Alguns anos antes, numa extensa carta dirigida a João Gaspar Simões, em 11 de Dezembro de 1931, Pessoa já tivera oportunidade de, a propósito de admirações e influências e das diferenças entre umas e outras, definir o seu posicionamento em relação ao Camões épico e ao Camões lírico e de, ao mesmo tempo, chamar a atenção para as suas primeiras referências culturais, as que a educação britânica na África do Sul lhe dera: «Uma grande admiração não implica uma grande influência, ou, até, qualquer influência. Tenho uma grande admiração por Camões (o épico, não o lírico), mas não sei de elemento algum camoniano que tenha tido influência em mim, influenciável como sou. E isto por uma razão precisamente igual à que explica a não influência de Pessanha sobre Sá-Carneiro. É que o que Camões me poderia ensinar, já me fora ensinado por outros» (C II 257). Mesmo o elogio que faz ao Camões épico será um pouco mais à frente atenuado, pondo-o em confronto com o Milton lido na juventude: «[...] a construção e amplitude do poema épico, tem-nas Milton ( que li antes de ter lido Os Lusíadas ), em maior grau que Camões» (Correspondência II, p. 258).
As restrições a Camões, mesmo ao que, em princípio, seria mais do seu agrado, são, aliás, uma constante em Fernando Pessoa, como se podia ver por um depoimento ao Diário de Lisboa nos princípios de 1924, destinado a uma página de homenagem ao poeta: «Resta dizer, de Camões, que não chegou para o que foi. Grande como é, não passou do esboço de si próprio. Os sobre-homens da nossa glória constelada – o Infante e Albuquerque mais que todos – não cabem no que ele podia abarcar. A epopeia que Camões escreveu pede que aguardemos a epopeia que ele não pôde escrever. A maior coisa nele é o não ser grande bastante para os semi-deuses que celebrou» (Crítica, p. 216). Dez anos antes, em resposta a um inquérito do jornal Répública sobre «o mais belo livro português dos últimos trinta anos», não perdera a ocasião de apoucar Camões, indo ao ponto de situar Os Lusíadas num honrado «segundo lugar» relativamente a um livro, a Pátria de Junqueiro, que hoje em dia só por obrigação historiográfica se lê: «[...] chamo a atenção das pessoas criticamente competentes [...] para o facto de que a Pátria de Junqueiro é, não só a maior obra dos últimos trinta anos, mas a obra capital do que há até agora de nossa literatura. Os Lusíadas ocupam honradamente o segundo lugar» (Crítica, p. 93).

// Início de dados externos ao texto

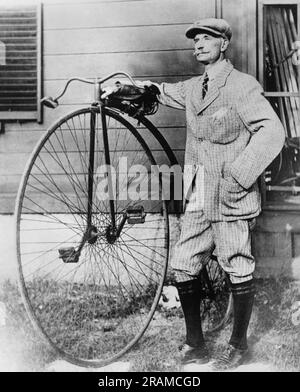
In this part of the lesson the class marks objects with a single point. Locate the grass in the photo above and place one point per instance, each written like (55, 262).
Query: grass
(272, 336)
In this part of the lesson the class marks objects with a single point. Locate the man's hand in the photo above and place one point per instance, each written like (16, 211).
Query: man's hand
(108, 90)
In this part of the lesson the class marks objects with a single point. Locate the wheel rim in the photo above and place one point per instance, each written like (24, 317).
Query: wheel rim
(94, 310)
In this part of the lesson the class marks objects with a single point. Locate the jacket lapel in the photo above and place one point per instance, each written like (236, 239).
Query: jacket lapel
(214, 88)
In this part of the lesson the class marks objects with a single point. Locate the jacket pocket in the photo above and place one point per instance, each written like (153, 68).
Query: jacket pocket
(237, 201)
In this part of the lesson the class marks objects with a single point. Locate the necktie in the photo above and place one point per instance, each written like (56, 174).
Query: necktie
(205, 85)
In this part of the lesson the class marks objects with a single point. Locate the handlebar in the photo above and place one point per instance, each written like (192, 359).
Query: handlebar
(53, 102)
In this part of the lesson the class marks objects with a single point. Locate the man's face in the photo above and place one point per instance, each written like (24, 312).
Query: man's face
(208, 48)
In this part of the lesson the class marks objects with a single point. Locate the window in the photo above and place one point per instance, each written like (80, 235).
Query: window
(20, 63)
(279, 74)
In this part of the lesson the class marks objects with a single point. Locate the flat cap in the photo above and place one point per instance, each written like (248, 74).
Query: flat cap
(218, 27)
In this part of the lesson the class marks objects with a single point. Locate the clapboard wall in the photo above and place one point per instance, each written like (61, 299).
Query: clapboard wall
(145, 38)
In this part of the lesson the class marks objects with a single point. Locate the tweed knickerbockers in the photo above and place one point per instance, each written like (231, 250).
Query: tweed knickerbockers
(230, 241)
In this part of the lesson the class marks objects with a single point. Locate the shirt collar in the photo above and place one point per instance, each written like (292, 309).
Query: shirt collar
(215, 69)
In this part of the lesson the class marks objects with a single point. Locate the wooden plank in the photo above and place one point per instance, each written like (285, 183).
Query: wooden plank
(117, 39)
(272, 244)
(267, 267)
(152, 12)
(241, 16)
(136, 64)
(279, 221)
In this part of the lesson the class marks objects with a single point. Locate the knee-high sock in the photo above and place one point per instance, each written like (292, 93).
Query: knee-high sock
(243, 297)
(189, 295)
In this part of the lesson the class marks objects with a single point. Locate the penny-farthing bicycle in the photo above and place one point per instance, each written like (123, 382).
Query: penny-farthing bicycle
(92, 253)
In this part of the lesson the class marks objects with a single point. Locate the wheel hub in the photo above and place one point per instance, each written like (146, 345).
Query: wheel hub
(111, 234)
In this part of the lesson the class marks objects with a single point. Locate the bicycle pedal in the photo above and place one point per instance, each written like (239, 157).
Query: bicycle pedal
(68, 255)
(135, 215)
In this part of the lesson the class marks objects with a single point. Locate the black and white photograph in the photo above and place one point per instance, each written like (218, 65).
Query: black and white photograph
(150, 189)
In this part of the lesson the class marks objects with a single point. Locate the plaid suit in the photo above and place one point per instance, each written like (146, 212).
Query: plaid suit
(234, 134)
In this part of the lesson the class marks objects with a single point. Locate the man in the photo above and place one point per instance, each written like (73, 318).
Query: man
(233, 134)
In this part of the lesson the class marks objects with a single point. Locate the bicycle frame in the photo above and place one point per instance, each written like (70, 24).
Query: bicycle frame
(114, 231)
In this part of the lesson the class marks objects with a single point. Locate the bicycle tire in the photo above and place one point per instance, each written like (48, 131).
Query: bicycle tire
(59, 308)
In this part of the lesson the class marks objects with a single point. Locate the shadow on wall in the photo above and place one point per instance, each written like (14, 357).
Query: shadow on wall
(276, 245)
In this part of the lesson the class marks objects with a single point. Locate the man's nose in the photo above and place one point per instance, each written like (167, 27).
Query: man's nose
(199, 45)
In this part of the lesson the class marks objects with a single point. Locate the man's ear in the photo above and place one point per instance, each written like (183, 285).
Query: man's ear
(224, 44)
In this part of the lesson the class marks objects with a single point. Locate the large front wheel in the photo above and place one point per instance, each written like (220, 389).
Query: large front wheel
(91, 281)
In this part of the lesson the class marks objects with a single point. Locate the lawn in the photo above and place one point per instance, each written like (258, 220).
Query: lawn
(273, 337)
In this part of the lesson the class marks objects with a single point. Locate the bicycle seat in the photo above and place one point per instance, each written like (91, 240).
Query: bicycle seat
(133, 100)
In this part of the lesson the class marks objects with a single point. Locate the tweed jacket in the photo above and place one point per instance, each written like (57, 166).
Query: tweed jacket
(234, 133)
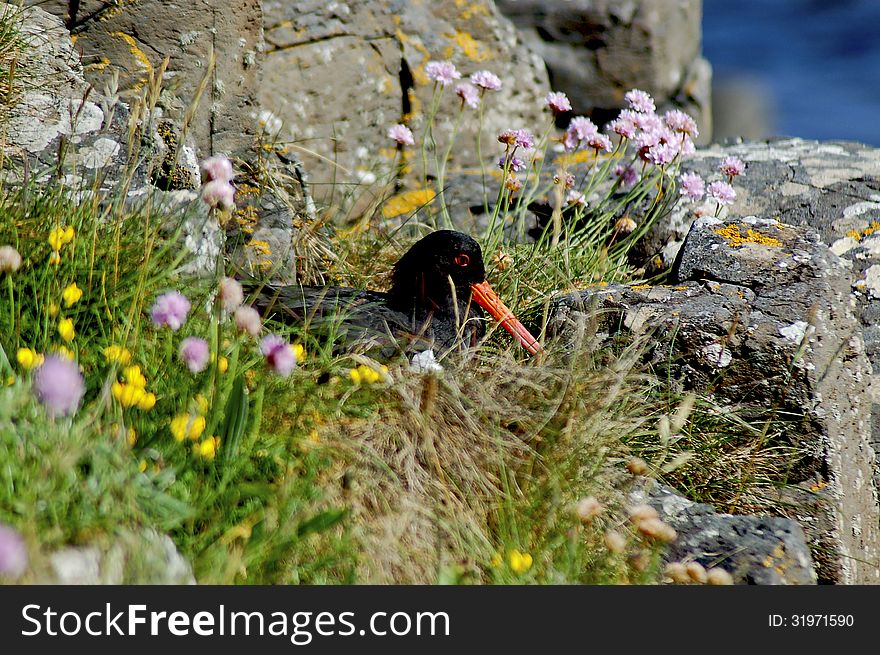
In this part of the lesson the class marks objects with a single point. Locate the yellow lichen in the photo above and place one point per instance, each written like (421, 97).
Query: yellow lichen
(735, 238)
(407, 202)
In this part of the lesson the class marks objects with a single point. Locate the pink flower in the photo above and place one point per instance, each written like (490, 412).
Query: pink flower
(486, 80)
(442, 72)
(170, 309)
(692, 186)
(678, 121)
(600, 142)
(514, 164)
(59, 385)
(557, 101)
(640, 101)
(721, 192)
(195, 353)
(219, 194)
(247, 319)
(627, 175)
(13, 553)
(279, 354)
(402, 134)
(217, 168)
(469, 94)
(731, 167)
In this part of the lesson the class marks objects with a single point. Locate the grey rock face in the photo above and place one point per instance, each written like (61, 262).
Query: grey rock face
(338, 75)
(597, 50)
(765, 550)
(132, 38)
(763, 314)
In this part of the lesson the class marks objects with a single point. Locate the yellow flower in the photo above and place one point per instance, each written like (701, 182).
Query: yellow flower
(117, 354)
(367, 375)
(28, 358)
(65, 329)
(207, 448)
(184, 425)
(147, 401)
(519, 562)
(65, 352)
(128, 395)
(71, 295)
(134, 377)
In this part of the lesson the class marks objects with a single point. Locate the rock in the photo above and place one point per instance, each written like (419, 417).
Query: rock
(765, 550)
(131, 39)
(763, 314)
(597, 50)
(338, 75)
(144, 557)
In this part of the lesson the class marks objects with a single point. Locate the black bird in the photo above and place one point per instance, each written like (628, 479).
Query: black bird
(438, 289)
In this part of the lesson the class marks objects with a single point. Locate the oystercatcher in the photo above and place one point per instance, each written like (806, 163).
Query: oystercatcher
(437, 295)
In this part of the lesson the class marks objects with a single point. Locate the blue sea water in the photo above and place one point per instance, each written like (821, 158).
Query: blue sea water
(819, 59)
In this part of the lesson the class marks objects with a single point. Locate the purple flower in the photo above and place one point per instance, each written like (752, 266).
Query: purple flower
(402, 134)
(486, 80)
(59, 385)
(557, 101)
(721, 192)
(442, 72)
(678, 121)
(247, 319)
(195, 353)
(600, 142)
(219, 194)
(469, 94)
(640, 101)
(627, 175)
(624, 126)
(279, 354)
(731, 167)
(692, 186)
(514, 164)
(217, 168)
(13, 553)
(231, 294)
(170, 309)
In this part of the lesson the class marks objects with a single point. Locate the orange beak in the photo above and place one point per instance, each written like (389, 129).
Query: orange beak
(486, 298)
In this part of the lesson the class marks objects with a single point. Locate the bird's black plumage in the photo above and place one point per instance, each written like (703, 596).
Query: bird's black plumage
(429, 303)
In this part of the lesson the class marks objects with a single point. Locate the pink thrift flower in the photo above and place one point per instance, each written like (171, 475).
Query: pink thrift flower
(469, 94)
(678, 121)
(486, 80)
(279, 354)
(640, 101)
(195, 353)
(514, 164)
(732, 166)
(217, 168)
(170, 309)
(219, 194)
(59, 385)
(557, 101)
(13, 553)
(247, 319)
(402, 134)
(721, 192)
(442, 72)
(627, 175)
(231, 294)
(692, 186)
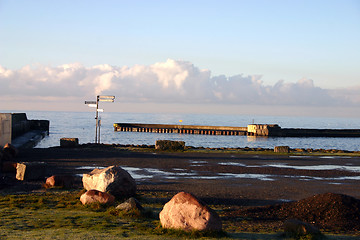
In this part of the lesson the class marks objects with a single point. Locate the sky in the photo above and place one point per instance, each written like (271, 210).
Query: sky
(260, 57)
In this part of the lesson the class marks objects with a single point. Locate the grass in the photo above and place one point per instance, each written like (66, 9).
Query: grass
(58, 214)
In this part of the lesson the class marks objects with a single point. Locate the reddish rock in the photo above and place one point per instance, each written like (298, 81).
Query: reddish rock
(11, 150)
(95, 196)
(9, 167)
(184, 211)
(66, 181)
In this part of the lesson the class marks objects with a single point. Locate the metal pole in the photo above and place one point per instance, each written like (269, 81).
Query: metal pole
(96, 118)
(99, 125)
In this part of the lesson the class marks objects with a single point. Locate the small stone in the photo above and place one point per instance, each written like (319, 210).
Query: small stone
(294, 227)
(95, 196)
(65, 181)
(184, 211)
(130, 204)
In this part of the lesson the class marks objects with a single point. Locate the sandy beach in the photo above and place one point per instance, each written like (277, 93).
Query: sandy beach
(244, 179)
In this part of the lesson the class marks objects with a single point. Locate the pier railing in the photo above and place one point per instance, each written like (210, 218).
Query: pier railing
(265, 130)
(185, 129)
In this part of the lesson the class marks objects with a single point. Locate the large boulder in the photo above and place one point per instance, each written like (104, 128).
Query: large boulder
(95, 196)
(184, 211)
(113, 179)
(31, 171)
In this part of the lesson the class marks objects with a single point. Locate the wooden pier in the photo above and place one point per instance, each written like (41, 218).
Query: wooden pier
(264, 130)
(184, 129)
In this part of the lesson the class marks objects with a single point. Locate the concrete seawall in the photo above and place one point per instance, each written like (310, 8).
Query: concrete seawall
(16, 129)
(261, 130)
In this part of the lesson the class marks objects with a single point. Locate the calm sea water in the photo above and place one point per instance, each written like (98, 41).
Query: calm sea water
(82, 125)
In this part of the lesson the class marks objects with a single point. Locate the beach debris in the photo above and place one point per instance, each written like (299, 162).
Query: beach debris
(169, 145)
(95, 196)
(113, 179)
(282, 149)
(130, 204)
(329, 211)
(184, 211)
(297, 228)
(69, 142)
(31, 170)
(64, 181)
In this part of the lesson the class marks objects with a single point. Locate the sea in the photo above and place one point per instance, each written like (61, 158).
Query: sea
(81, 125)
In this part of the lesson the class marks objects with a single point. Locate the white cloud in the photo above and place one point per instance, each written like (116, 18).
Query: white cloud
(165, 82)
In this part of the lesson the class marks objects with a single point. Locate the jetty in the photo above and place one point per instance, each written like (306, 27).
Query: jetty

Estamos, pois, em crer que, desde cedo, Pessoa tem a percepção de que Camões é o grande obstáculo que atravanca o seu caminho e que há que desalojar para que ele possa ocupar o lugar que a consciência da sua grandeza lhe deixa antever. Tal como outros poetas que, mais tarde, padecerão, em relação a ele, do mesmo tipo de angústia, invocará outros nomes, no seu caso, os da tradição literária com que antes se familiarizou, a inglesa, para diminuir a estatura de Camões. Não pode, assim, deixar de ser notada a rasura a que procedeu do nome de Luís de Camões na Mensagem, um livro a pôr inevitavelmente em confronto com Os Lusíadas, quando aí se não esquece de celebrar outros escritores, como D. Dinis e Vieira, este último guindado à «glória» de «Imperador da língua portuguesa». Seja como for, Pessoa não pretendeu, com a Mensagem, escrever a epopeia que teríamos de aguardar por Camões não ter sido, supostamente, capaz de, no seu tempo, a escrever, conforme diz no depoimento vindo a público em 1924 no Diário de Lisboa. A sua imensa cultura literária impedia-o, certamente, de acreditar em tal possibilidade. O seu propósito, na única obra poética em língua portuguesa que deu a lume em vida, seria antes realizar «a fusão de toda a poesia, lírica, épica e dramática, em algo para além de todas», a que se refere no Essay on Initiation (Fernando Pessoa e a Filosofia Hermética, p. 70). Uma coisa não oferece dúvidas, independentemente da perspectiva por que se encare, a nível da forma do conteúdo, o poema muito especial que a Mensagem é: nele, na sua rigorosa arquitectura, pôs Pessoa o melhor de si, e não será fácil encontrar em toda a sua obra textos em que mais longe tenha levado a sua ânsia de perfeição formal. Por aí terá aspirado a rivalizar com o paradigma que Camões representaria. Mas ele sabia bem que o esforço de superar Camões envolvia muito mais do que isso e aí apostava seguramente em toda aquela literatura com que, de alguma forma, procurou responder à constatação que um dia fez através das seguintes palavras: «Com uma tal falta de literatura, como há hoje, que pode um homem de génio fazer senão converter-se, ele só, em uma literatura?»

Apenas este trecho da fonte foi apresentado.